Code reference: AnalysisQueries.JoinNodeMetrics
SELECT sqlId,
node.nodeName,
node.jobName,
FROM_JSON(TO_JSON(node.metrics), 'MAP<STRING, STRING>') AS metrics
FROM (SELECT sqlId, EXPLODE(nodes) AS node FROM sql) subquery
WHERE node.nodeName LIKE '%Join%';
Sample output
| sqlId | nodeName | jobName | metrics |
|---|---|---|---|
| 1 | BroadcastHashJoin | jobjoin | {number of output rows -> 2} |
| 2 | SortMergeJoin | bigjoin | {number of output rows -> 10000} |
Scan node metrics
Explodes SQL plan nodes and returns metrics for scan parquet operators. Useful for checking how many files and rows were read by each scan.
Code reference: AnalysisQueries.ScanNodeMetrics
SELECT sqlId,
node.nodeName,
node.jobName,
FROM_JSON(TO_JSON(node.metrics), 'MAP<STRING, STRING>') AS metrics
FROM (SELECT sqlId, EXPLODE(nodes) AS node FROM sql) subquery
WHERE node.nodeName LIKE '%Scan parquet%';
Sample output
| sqlId | nodeName | jobName | metrics |
|---|---|---|---|
| 1 | Scan parquet delta./path |
jobjoin | {number of files read -> 1, number of output rows -> 252} |
| 1 | Scan parquet delta./path2 |
jobjoin | {number of files read -> 4, number of output rows -> 9000} |
Wall clock duration of jobs
Computes the elapsed wall-clock time of each job in seconds.

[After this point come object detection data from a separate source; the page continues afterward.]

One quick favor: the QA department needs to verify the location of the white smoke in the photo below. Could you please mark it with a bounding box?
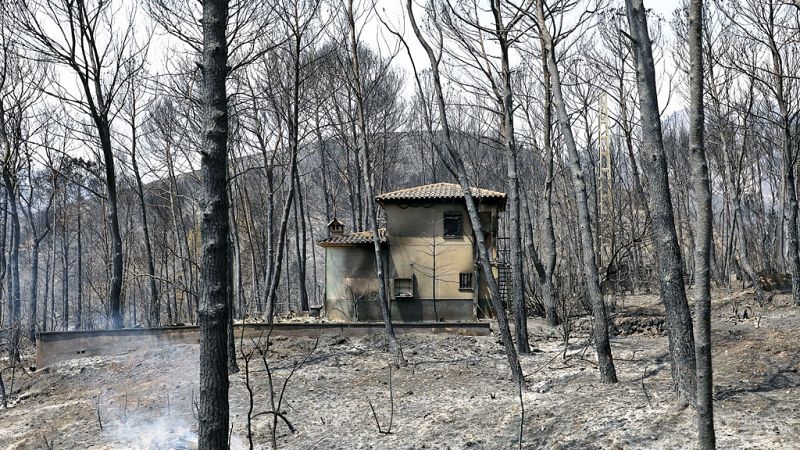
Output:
[107,415,247,450]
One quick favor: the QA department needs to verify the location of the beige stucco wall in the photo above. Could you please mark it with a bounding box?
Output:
[325,246,378,321]
[325,201,497,321]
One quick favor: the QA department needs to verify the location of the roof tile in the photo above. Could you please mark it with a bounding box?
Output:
[375,183,506,202]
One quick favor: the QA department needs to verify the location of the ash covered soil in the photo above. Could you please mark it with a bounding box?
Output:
[0,291,800,449]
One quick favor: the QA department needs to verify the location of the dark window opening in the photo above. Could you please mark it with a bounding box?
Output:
[444,212,464,239]
[458,272,473,291]
[394,278,414,298]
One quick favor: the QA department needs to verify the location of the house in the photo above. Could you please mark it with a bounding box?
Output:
[319,183,506,322]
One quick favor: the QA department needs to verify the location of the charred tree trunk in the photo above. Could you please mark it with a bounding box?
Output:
[536,1,617,383]
[406,0,525,389]
[3,169,22,363]
[198,0,230,444]
[625,0,697,405]
[491,0,531,354]
[688,0,716,449]
[531,32,566,327]
[131,110,161,327]
[347,0,408,366]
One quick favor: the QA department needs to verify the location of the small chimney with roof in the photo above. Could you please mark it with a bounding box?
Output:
[328,217,344,236]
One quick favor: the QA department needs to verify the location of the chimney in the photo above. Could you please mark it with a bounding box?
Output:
[328,217,344,237]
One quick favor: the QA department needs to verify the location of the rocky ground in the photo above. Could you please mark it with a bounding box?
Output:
[0,292,800,449]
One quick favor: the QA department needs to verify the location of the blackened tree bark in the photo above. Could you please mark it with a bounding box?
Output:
[347,0,408,366]
[688,0,716,449]
[15,0,142,328]
[198,0,230,450]
[127,81,161,327]
[0,159,22,363]
[625,0,697,405]
[406,0,525,390]
[536,0,617,383]
[491,0,531,354]
[531,26,559,326]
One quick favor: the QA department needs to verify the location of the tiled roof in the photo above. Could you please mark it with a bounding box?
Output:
[318,228,386,247]
[375,183,506,202]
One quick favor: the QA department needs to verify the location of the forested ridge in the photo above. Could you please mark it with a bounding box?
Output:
[0,0,800,448]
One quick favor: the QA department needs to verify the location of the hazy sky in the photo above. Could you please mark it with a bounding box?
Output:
[368,0,682,112]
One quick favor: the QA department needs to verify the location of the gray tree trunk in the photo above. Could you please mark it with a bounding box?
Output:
[347,0,408,367]
[688,0,716,449]
[536,1,617,383]
[406,0,525,389]
[625,0,697,405]
[491,0,531,354]
[198,0,230,444]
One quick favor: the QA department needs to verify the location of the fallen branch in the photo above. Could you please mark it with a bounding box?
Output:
[367,363,394,434]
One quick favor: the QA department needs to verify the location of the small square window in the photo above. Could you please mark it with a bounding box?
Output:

Code reference: AnalysisQueries.WallClockDurationOfJobs
SELECT j.jobId,
j.jobName,
ROUND((j.jobEndTime - j.jobStartTime) / 1000, 2) AS wallClockSec
FROM job j
ORDER BY wallClockSec DESC;
Sample output
| jobId | jobName | wallClockSec |
|---|---|---|
| 2 | save at MyApp.scala:42 | 245.67 |
| 1 | count at MyApp.scala:28 | 98.34 |
| 0 | read at MyApp.scala:15 | 15.21 |
Skew detection
Detects task-level skew per job/stage using statistical thresholds. Reports stages where the maximum task duration exceeds 1.5x the 75th percentile, indicating that a few tasks are significantly slower than the rest. The skewFactor column quantifies how much the slowest task deviates from the pack.
Code reference: AnalysisQueries.SkewDetection
SELECT j.jobId,
j.jobName,
t.stageId,
COUNT(1) AS taskCount,
ROUND(MAX(t.executorRunTime) / 1000, 2) AS maxDurationSec,
ROUND(PERCENTILE(t.executorRunTime, 0.5) / 1000, 2) AS medianDurationSec,
ROUND(PERCENTILE(t.executorRunTime, 0.75) / 1000, 2) AS p75DurationSec,
ROUND(STDDEV(t.executorRunTime) / 1000, 2) AS stddevDurationSec,
ROUND(MAX(t.executorRunTime) / PERCENTILE(t.executorRunTime, 0.75), 2) AS skewFactor
FROM job j
JOIN stage s ON ARRAY_CONTAINS(j.stages, s.stageId)
JOIN task t ON t.stageId = s.stageId
GROUP BY j.jobId, j.jobName, t.stageId
HAVING MAX(t.executorRunTime) > 1.5 * PERCENTILE(t.executorRunTime, 0.75)
ORDER BY skewFactor DESC;
Sample output
| jobId | jobName | stageId | taskCount | maxDurationSec | medianDurationSec | p75DurationSec | stddevDurationSec | skewFactor |
|---|---|---|---|---|---|---|---|---|
| 2 | save at MyApp.scala:42 | 3 | 200 | 45.20 | 2.10 | 3.50 | 8.42 | 12.91 |
| 1 | count at MyApp.scala:28 | 1 | 100 | 12.80 | 1.50 | 2.00 | 3.21 | 6.40 |